Showing posts with label disabled protagon. Show all posts
Showing posts with label disabled protagon. Show all posts

Thursday, May 18, 2017

Silence Fallen (Mercy Thompson #10) by Patricia Briggs



Mercy has been abducted and taken to a whole new continent – but like so many times before, she has again been underestimated and is able to make her own way. She must navigate out of the hands of the vampires.

But being Mercy she can’t help but stumble upon another ancient power that needs untangling with her own brand of Coyote magic.

While Adam is riding to the rescue – but it’s not simple as charging in with tooth and claw. There are politics and the entire stability of Europe’s supernaturals may be in the balance – to say nothing of major forces making a play for his new, “neutral” territory.



We’ve written a lot about this series and how Adam is rather terrifying in his relationship with Mercy, his control of her and how the story and world is written in ways to continually limit Mercy’s independence and “justify” Adam’s “protectiveness”. I was expecting some bad things as usual – so was surprised when Mercy got to leave the house (alone!) and go to the shops (totally alone! No tracking chip, no bodyguard, no drone) I was shocked. I was surprised. I wondered if this was a new turn

And then she’s kidnapped. Her car is rammed off the road and she is kidnapped because she went to the shops alone. I admit it, I laughed. I howled. I giggled for hours – because it’s just so typical of this series that any independence is punished severely.

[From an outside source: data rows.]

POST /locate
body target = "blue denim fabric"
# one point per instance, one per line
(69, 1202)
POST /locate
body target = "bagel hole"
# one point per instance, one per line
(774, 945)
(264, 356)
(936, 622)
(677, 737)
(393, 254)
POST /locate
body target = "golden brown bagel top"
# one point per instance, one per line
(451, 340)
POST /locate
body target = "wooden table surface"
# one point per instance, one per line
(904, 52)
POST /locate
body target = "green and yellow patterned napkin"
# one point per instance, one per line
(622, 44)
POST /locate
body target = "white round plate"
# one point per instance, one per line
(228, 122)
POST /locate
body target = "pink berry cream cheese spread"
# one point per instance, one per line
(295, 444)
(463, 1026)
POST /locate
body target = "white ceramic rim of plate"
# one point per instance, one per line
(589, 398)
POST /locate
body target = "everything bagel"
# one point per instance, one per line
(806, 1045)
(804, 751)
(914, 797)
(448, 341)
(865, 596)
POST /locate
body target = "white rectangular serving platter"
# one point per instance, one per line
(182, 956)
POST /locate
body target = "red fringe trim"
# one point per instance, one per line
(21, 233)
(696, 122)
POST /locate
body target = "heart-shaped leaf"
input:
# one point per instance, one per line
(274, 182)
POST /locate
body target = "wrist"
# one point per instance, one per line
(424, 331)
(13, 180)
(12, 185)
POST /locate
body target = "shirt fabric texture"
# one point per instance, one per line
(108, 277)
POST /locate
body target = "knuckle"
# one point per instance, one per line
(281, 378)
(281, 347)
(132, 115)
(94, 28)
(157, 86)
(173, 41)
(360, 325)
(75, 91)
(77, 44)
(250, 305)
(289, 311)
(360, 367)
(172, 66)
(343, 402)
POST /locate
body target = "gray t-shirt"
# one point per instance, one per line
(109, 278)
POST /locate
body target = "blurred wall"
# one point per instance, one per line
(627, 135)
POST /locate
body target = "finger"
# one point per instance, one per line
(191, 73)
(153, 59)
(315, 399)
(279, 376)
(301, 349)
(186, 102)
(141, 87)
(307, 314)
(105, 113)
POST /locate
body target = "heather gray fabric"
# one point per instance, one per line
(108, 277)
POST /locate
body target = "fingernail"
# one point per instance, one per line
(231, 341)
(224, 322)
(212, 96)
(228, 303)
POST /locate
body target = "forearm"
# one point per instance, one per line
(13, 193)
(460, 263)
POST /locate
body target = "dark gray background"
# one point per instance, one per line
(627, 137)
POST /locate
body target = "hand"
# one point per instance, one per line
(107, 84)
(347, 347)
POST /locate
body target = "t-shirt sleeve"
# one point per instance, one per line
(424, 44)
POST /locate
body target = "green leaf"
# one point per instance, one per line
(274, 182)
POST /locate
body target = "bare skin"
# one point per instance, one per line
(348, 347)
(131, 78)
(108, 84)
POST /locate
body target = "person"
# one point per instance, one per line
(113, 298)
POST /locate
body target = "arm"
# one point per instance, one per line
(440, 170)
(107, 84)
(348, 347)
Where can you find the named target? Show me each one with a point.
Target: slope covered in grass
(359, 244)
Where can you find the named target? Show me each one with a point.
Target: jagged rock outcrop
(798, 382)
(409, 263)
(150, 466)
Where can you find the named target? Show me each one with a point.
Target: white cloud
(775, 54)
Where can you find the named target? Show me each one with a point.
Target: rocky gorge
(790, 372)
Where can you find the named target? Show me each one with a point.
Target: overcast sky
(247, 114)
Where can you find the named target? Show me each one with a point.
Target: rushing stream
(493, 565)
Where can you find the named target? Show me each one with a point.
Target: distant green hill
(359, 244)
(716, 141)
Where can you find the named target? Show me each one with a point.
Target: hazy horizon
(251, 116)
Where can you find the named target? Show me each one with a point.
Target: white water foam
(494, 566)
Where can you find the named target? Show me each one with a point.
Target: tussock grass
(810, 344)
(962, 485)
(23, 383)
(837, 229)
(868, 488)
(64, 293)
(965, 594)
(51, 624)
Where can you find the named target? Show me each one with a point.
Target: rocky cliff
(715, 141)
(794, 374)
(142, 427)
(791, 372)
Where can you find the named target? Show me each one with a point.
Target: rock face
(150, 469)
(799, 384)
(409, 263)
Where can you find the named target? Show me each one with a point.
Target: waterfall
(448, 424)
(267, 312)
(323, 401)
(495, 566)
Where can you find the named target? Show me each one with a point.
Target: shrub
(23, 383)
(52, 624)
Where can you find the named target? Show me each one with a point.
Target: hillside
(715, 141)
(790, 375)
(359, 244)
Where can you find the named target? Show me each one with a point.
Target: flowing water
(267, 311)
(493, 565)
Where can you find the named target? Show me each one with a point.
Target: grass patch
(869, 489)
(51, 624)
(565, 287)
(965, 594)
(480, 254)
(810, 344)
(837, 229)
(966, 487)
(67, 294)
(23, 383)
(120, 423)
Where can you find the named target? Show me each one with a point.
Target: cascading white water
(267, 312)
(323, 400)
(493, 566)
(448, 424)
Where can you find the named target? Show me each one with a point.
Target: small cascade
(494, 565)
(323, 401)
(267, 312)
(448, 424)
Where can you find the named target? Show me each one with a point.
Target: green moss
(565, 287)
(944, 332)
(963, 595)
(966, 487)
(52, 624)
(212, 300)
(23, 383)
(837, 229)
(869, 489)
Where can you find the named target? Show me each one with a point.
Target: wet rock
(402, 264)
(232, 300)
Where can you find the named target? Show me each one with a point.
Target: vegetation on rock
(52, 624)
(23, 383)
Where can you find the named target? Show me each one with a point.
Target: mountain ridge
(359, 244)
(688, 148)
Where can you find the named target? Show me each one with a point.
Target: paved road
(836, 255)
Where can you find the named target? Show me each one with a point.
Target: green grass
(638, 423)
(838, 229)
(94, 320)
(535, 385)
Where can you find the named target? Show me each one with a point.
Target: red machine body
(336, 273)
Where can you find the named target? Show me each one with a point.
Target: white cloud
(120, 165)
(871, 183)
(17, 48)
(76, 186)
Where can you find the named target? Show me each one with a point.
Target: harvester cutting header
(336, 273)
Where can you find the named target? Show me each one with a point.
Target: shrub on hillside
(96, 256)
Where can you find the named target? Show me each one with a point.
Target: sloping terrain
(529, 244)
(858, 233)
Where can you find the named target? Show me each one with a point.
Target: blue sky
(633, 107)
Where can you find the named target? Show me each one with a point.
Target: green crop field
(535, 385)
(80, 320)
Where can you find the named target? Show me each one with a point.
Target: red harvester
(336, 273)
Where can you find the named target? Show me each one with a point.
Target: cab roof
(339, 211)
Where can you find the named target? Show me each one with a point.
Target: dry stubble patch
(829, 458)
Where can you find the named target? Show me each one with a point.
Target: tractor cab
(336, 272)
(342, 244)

Thankfully after that moment we see much less of this. In fact one thing I really really liked about this book is how much time Mercy spent separate from the pack. In fact I quite liked the whole concept of building on Mercy’s own heritage as a child of Coyote and him influencing her into a random adventures because he has decided there’s an important reason (or for funsies). It’s an interesting way to give her plot lines that could take her t new places and expand her plot line and get her involved in wider world building issues she isn’t directly connected to as well as add layers to all what has come before and build still further on the neutral zone that Adam and Mercy have built

Similarly it was interesting to see Adam involved in a plot line that involves minimal violence and a lot of diplomacy and back and forth. After all, if Adam and Mercy have become this neutral zone where politics can take place then this is a skillset they have to produce. I love how everything is laid out in this about how the Neutral Zone works along with how different groups are coming together – bringing in Elizaveta the witch, the Goblins, werewolves and vampires. So many times we have seen these as side characters, antagonists or, at best, rivals but rarely creating something this unified. It all promises to be a new chapter in this series, perhaps even a reboot. I think it could work especially well in bringing the two elements together – the greater political meaning of the neutral zone against Mercy’s random attraction to chaos and trouble due to her Coyoteness.